Больной давно делал усилия, чтобы прервать сына, и поднял левую руку, точно защищаясь. Но Василий не слушал.
– Пожить захотелось. Ну и живите. Наживайтесь. Старайтесь. Властвуйте. Уж тут как угодно, а там уж не ждите. Там вместе с Яшкой вам не место. Либо он, либо вы! «Сущим во гробех», да, – ну, а только не всем! Извините!
Больной закачал головой и, хрипя, но громко, сказал:
– Ва-сенька! Ты погоди… Да ты думаешь… Отчего ж я свалился-то? Разве не ест оно? Ва-сенька!
Голос был совсем чужой. Василий опомнился. И удивился. Посмотрел на отвисшую губу, огромное, разбитое, расползшееся тело, страшное, противное – и жалкое. Сама тяжелая, неподъемная слабость человеческая перед ним сидела. Персть земная, растлевающаяся. И только где-то в мутных глазках теплилось еще светленькое.
– Вася, – продолжал старик. – Не даст Он никому погибели… Даст время оглядеться… А и не даст – Его воля…
Василий почувствовал и свое тело, – большое, молодое – чужим, таким же страшным, как отцовское. Ведь и он весь был – бездонная человеческая слабость, персть земная с ее проклятием и с малым, колеблющимся огоньком внутри. Не воскреснуть! Куда уж! Теперь горит он, Василий, за Яшку, горит весь и болит, что отец с Яшкой этакое сделал, – а завьется земная пыль, засыплет глаза, – ведь длинна жизнь, – ответишь ли за нее?
И страшно стало Василию, тяжко от земной тяжести.
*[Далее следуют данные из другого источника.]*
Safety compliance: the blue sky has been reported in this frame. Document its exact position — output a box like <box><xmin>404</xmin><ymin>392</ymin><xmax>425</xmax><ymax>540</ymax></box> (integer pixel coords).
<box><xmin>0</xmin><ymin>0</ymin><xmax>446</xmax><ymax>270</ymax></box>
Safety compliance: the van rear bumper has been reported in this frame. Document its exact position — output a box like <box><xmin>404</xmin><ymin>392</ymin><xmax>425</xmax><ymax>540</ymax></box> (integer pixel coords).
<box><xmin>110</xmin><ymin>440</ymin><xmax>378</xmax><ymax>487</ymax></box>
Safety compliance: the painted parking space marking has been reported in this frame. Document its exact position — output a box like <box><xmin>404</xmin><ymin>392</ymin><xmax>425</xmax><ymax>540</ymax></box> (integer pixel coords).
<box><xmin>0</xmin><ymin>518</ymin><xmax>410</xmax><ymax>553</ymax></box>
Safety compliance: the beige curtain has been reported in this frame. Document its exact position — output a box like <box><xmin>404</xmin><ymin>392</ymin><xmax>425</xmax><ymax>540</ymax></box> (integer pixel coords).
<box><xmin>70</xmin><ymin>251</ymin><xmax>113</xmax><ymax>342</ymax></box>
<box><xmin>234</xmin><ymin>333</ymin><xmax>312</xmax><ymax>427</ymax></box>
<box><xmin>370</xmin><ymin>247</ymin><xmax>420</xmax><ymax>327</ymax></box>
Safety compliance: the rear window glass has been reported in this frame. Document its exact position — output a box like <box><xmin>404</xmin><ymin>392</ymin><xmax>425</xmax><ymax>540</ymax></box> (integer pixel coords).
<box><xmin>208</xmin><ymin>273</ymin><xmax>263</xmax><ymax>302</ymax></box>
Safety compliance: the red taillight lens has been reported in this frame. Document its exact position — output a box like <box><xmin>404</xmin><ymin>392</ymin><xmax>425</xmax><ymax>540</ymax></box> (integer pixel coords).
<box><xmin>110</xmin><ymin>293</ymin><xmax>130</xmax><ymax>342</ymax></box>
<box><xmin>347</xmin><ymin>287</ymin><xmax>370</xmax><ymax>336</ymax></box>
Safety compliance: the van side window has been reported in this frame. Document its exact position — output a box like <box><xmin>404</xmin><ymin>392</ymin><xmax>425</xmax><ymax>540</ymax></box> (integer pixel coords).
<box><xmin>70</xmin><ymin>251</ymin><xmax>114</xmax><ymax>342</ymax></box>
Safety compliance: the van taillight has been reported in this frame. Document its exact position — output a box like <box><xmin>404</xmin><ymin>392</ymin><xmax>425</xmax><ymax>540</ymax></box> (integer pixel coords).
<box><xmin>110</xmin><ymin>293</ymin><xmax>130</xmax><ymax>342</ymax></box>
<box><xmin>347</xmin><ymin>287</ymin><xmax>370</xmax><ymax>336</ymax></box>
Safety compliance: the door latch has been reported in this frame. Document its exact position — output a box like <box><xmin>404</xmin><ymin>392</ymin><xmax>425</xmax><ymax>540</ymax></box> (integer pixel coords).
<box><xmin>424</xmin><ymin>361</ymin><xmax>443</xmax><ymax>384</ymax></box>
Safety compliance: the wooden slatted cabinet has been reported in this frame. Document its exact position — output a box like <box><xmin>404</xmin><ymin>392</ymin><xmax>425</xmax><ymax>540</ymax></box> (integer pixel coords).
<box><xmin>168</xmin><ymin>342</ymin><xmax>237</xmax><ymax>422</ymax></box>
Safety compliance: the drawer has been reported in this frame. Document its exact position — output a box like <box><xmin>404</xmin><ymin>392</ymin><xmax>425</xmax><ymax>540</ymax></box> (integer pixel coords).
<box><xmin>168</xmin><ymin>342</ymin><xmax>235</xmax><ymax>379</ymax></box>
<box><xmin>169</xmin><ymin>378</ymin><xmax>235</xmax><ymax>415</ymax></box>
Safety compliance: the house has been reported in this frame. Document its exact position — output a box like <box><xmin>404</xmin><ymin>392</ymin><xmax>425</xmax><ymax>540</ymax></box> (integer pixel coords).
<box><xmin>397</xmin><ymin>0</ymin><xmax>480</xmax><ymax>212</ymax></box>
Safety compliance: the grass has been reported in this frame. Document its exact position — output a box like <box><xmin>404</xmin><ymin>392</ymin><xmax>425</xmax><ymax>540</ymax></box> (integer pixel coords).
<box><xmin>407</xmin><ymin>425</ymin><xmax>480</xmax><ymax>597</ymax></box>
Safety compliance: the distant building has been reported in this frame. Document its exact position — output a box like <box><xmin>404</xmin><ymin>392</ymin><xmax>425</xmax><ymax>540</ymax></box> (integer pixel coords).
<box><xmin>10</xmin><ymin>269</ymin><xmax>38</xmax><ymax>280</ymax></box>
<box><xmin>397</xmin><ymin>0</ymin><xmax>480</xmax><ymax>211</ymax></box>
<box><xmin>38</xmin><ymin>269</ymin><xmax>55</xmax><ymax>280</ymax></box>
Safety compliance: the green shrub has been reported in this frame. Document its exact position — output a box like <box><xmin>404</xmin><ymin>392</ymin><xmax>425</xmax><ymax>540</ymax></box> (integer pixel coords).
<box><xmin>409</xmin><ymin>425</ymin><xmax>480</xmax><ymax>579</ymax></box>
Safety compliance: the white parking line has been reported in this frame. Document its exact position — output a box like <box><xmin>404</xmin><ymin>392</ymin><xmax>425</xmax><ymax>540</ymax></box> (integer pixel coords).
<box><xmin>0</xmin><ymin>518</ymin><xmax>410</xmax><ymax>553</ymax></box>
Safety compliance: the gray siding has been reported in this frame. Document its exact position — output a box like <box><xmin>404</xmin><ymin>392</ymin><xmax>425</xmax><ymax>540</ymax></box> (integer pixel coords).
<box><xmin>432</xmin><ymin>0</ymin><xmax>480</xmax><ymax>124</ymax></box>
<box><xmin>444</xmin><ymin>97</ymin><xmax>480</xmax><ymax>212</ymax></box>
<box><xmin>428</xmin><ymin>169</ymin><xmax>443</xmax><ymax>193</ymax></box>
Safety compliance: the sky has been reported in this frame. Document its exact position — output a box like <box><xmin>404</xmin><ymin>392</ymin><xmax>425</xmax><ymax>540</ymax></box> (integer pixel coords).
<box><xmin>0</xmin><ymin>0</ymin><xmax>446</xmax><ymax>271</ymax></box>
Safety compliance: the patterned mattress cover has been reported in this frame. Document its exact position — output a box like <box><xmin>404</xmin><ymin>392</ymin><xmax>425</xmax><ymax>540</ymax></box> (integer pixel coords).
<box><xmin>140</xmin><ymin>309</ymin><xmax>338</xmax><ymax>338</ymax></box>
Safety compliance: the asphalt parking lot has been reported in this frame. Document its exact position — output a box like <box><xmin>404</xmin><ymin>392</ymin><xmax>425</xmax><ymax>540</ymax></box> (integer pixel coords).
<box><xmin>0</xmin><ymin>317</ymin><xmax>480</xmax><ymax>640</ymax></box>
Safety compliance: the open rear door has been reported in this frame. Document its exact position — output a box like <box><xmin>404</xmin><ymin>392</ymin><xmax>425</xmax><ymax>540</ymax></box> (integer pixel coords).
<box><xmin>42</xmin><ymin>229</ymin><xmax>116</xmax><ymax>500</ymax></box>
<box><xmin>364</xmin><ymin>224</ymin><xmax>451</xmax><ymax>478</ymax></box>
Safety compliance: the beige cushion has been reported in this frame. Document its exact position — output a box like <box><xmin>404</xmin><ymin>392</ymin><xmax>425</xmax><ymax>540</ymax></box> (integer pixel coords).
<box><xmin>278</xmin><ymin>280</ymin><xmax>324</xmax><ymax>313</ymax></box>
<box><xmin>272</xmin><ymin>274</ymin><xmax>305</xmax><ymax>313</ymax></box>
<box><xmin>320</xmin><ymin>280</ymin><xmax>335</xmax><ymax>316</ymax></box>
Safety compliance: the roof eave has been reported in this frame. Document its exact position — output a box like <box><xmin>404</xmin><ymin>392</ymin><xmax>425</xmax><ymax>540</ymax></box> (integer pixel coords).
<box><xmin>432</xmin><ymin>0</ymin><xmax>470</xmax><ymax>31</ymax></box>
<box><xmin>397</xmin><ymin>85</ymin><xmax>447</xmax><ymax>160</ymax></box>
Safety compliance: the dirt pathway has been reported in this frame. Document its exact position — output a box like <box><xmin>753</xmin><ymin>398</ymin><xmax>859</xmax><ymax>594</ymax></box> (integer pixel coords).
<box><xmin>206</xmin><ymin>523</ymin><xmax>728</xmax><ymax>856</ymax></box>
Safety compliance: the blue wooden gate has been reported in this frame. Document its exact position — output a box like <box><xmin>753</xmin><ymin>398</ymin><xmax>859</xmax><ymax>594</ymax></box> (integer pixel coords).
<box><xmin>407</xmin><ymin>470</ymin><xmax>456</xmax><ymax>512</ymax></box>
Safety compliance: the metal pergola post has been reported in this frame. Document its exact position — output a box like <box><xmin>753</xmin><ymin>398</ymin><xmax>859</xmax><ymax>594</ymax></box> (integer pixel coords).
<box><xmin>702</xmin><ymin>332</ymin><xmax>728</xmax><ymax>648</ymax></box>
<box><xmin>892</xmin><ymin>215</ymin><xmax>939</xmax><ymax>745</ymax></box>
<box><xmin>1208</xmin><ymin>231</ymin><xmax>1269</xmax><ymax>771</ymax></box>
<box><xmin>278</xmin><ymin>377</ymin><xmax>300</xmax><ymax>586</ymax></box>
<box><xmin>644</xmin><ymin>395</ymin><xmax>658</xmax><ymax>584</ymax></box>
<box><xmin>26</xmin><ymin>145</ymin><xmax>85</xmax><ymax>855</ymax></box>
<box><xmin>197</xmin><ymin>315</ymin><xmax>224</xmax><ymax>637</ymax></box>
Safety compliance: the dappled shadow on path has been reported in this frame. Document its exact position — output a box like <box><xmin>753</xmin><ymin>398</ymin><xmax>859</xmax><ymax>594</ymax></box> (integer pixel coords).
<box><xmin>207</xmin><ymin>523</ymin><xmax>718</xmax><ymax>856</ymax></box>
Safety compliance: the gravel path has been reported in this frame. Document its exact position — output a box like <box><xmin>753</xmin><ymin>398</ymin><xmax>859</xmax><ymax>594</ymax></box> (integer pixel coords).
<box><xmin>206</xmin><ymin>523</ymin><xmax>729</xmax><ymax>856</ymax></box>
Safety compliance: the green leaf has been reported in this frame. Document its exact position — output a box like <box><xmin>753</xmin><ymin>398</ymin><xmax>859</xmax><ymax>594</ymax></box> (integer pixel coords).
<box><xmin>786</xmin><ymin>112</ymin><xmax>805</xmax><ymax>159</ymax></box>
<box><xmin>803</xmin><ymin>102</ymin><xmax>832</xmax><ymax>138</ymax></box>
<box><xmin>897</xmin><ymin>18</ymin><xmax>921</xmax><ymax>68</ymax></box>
Прошло в голове и сердце: а я-то умру – не сдохну ли как пес? Коли он – так чего ж и не я?
У старика тихо скосилось лицо, лиловая губа отвисла, и скупые, маленькие слезы потекли по бороде. Расслаб ли он от болезни, жалел ли себя, что в обиде беспомощен, или что другое в нем шевелилось – только он плакал, тихо, громадный, тяжелый, суровый, – медный, как про него говорили.
Вася тоже заплакал, подражая, жалея и Яшку, и старика, и себя, большого и слабого. Наклонился к бороде отца. Поцеловал гадкие, бледные, лиловые губы. Бормотал:
– Ну-ну… Что ж делать-то… Ну-ну…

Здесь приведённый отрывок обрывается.